In any case where the law does not preclude a remedy, equity will follow the law as far as the law goes, and if the law stops short in securing the rights of the parties. equity will continue the remedy until complete justice is done. Senter v. Propst, 190 Miss. 190, 207, 197 So. 100 (1940); Griffith, § 40, p. 42, fn 33a.
The maxim has even been interpreted so that a transaction that is invalid at law may be cognizable in equity. In Coffey v. Land, 176 Miss. 114, 120, 167 So. 49, 50 (1936), the Mississippi Supreme Court, with Justice Griffith himself writing, addressed the principle in a case involving mortgages on future crops, the statute providing for which had been repealed:
“Whenever it is declared under any long line of judicial precedents that a transaction is invalid at common law and yet is valid and enforcible in equity, it will be found that the distinction is preserved out of consideration of the fact that if such a transaction were bound up in the inflexible rules of the common law, injustice and hardship and general insecurity might result, whereas, if left to equity with its broader and more flexible powers and processes, a more perfect justice may be attained and the general security better served.

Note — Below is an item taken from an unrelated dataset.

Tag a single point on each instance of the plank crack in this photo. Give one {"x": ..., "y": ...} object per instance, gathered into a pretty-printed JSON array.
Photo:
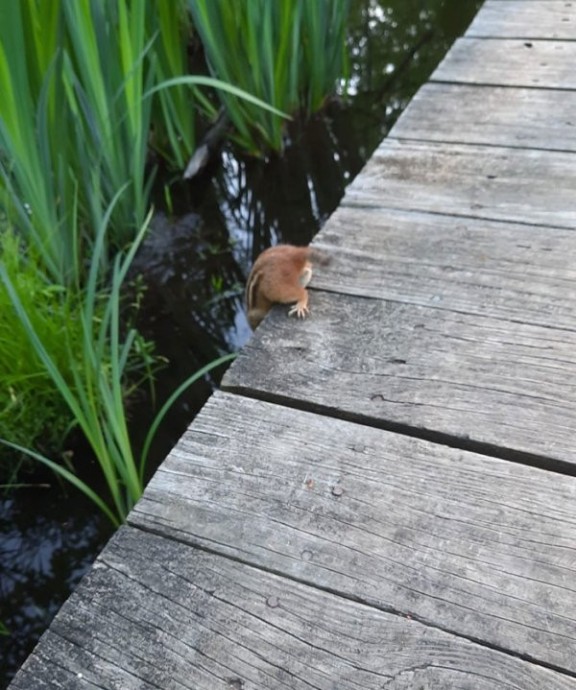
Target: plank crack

We shall later herein seek by illustration to show that this is precisely the case as to annual crops to be produced in subsequent years. And as to any advancements made under our decisions, on the precise subject now under discussion beyond the strict bounds of the ancient common law, we would call attention to the fact that the common law is not an institution of exact and unchangeable rules, but is a system which progresses so as to accord with the general customs, usages, habits, and necessities of the people of the state, so far as agreeable to justice and reason; and this is at the same time to say that no court may, under the notion of making progress under the common law, pronounce any rule as being an allowable advancement upon the ancient common law rule, when the effect of it would be mischievous in its operation, contrary to the substantial interests of our people, and which in its tendencies would be subversive of their freedom.”
I am willing to concede that a decision like Coffey is a rare result, but it demonstrates the scope and power of equity vis a vis the law. It presented one of those infrequent occasions where ” … some countervailing, dominant, and equally well established equitable principle …” intervened and trumped the common law.
The spirit of equity is to ensure that justice is done.